On appeal, the Superior Court ultimately held that the Trustee of a union employee benefit fund had standing to file a mechanics’ lien claim against the property of a developer in order to recoup unpaid benefit contributions by their employer owed to the Union. The Court held that the Union’s employees were subcontractors pursuant to the CBA. The Court reasoned that since the Trustee “stood in the shoes” of the union members, the Trustee could be considered a subcontractor under the mechanics’ Lien Law. The Court stated:
“Although a strict compliance standard may be used to determine certain issues of notice and/or service, a liberal construction of the definition of “subcontractor” is necessary to effectuate the Mechanics’ Lien Law’s remedial purpose of protecting prepayment of labor and materials. 1 Pa.
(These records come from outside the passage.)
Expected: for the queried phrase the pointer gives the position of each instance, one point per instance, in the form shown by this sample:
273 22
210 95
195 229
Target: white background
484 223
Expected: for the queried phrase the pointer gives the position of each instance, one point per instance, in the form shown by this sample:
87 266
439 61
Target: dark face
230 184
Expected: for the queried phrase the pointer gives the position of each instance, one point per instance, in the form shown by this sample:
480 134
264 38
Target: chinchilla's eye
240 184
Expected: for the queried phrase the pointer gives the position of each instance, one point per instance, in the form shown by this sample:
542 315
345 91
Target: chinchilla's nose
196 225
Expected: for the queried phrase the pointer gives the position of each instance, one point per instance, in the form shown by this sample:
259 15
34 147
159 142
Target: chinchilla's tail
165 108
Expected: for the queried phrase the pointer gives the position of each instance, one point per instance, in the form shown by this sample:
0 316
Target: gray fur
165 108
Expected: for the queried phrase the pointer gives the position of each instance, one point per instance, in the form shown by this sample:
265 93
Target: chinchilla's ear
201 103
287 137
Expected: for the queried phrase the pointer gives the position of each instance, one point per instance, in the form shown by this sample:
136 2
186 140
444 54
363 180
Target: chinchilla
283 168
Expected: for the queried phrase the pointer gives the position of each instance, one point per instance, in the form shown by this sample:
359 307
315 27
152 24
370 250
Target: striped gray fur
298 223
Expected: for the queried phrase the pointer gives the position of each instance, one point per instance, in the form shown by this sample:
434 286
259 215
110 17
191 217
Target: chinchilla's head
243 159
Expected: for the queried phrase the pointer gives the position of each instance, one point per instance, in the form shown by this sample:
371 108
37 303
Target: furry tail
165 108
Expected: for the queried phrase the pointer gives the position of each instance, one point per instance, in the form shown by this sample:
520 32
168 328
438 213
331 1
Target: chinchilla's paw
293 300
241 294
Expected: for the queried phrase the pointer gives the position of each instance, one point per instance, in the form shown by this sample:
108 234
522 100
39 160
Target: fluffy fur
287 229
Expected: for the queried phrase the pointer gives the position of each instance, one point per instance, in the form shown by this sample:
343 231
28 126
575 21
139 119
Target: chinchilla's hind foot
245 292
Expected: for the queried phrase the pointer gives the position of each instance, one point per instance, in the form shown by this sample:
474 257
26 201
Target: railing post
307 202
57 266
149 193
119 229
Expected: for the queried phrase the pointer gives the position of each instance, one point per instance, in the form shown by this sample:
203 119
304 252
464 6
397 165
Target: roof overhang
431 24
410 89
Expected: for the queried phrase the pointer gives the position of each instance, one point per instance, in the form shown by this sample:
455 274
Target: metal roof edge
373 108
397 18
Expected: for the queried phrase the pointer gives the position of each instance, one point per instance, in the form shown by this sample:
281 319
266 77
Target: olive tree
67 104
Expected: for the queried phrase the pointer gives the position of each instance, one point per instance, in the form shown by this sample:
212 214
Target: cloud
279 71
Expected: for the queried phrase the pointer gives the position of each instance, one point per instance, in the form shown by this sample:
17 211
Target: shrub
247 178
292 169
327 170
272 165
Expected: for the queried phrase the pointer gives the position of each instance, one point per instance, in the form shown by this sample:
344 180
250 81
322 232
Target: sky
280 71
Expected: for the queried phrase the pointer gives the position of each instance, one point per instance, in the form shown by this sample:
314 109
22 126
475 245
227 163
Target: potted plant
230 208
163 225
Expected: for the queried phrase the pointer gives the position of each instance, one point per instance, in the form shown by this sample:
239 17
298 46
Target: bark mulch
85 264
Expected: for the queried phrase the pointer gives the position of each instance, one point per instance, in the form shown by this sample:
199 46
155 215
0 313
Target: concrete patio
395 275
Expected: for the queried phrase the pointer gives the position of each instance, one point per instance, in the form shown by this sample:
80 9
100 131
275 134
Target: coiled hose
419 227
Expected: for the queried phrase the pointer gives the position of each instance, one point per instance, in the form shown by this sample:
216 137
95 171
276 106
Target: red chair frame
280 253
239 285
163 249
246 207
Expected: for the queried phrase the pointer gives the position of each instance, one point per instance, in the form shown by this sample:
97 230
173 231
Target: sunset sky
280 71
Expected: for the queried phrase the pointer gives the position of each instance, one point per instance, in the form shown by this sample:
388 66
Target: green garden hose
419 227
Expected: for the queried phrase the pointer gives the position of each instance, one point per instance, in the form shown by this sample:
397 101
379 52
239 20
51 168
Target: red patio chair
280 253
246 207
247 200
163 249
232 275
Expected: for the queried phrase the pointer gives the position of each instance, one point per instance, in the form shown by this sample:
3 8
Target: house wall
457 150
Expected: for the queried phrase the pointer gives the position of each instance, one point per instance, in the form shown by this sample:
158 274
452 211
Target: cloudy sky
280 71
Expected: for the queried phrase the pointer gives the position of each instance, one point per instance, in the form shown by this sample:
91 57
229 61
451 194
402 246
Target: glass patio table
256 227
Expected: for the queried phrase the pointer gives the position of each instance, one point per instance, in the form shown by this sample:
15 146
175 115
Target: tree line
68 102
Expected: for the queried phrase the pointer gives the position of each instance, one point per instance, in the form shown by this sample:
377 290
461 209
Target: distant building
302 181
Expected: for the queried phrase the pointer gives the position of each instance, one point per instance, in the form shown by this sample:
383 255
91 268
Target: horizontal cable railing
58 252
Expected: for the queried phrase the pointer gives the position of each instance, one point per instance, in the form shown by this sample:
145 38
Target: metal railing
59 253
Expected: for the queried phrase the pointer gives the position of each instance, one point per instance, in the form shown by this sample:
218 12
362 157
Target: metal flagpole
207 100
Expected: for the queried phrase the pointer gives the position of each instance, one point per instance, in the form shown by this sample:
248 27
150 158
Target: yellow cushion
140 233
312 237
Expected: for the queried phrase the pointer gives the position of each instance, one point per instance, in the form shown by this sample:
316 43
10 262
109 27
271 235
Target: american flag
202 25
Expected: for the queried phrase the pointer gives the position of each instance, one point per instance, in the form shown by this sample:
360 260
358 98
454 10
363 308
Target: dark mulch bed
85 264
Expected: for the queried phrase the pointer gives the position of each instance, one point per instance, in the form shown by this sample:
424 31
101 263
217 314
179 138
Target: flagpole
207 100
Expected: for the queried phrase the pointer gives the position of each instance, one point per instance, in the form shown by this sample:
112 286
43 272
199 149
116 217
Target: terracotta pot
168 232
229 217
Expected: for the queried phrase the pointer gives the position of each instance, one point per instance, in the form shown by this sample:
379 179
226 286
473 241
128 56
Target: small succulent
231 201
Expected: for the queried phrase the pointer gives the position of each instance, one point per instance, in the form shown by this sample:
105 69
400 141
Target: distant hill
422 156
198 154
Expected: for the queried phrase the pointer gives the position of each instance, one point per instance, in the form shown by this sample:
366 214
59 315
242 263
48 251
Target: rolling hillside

C.S. 1928(c) requires a liberal interpretation, and also the notice and service requirements of the Mechanics’ Lien Law pertain to the creation and perfection of a lien claim (procedural requirements), while the definition of “subcontractor” relates to the substantive scope of the statute. If the Mechanics’ Lien Law is to be construed to advance its remedial purpose, the scope of the statute’s protection should receive a liberal interpretation, especially when it involves defining the class of available lien claimants.” (emphasis added).
The Superior Court has therefore, for the first time, declared that the Mechanics’ Lien Law is a remedial statute that should be liberally construed to protect payments for labor and materials, while still holding that the procedural aspects of the law will still be strictly construed. In doing so, the Court found that the relationship between contractor Pustelak and the Union created an implied contract by the Union to perform labor on Scott’s property pursuant to the CBA, thus making the Union a “subcontractor.” Because the CBA included the trust agreement to fund benefits, the Court reasoned that the Trustee of the benefit plan had standing to assert the claim for payment on behalf of the workers.
The Superior Court’s decision in Bricklayers certainly expanded the scope of the Mechanics’ Lien Law and jettisoned the “strict compliance” construction that had previously been prevalent in determining issues presented under the law. Judges Olson and Gantman filed dissenting opinions, both finding the majority opinion contrary to the intent of the Mechanics’ Lien Law. We expect that the Pennsylvania Supreme Court will issue an Opinion on this appeal in the near future.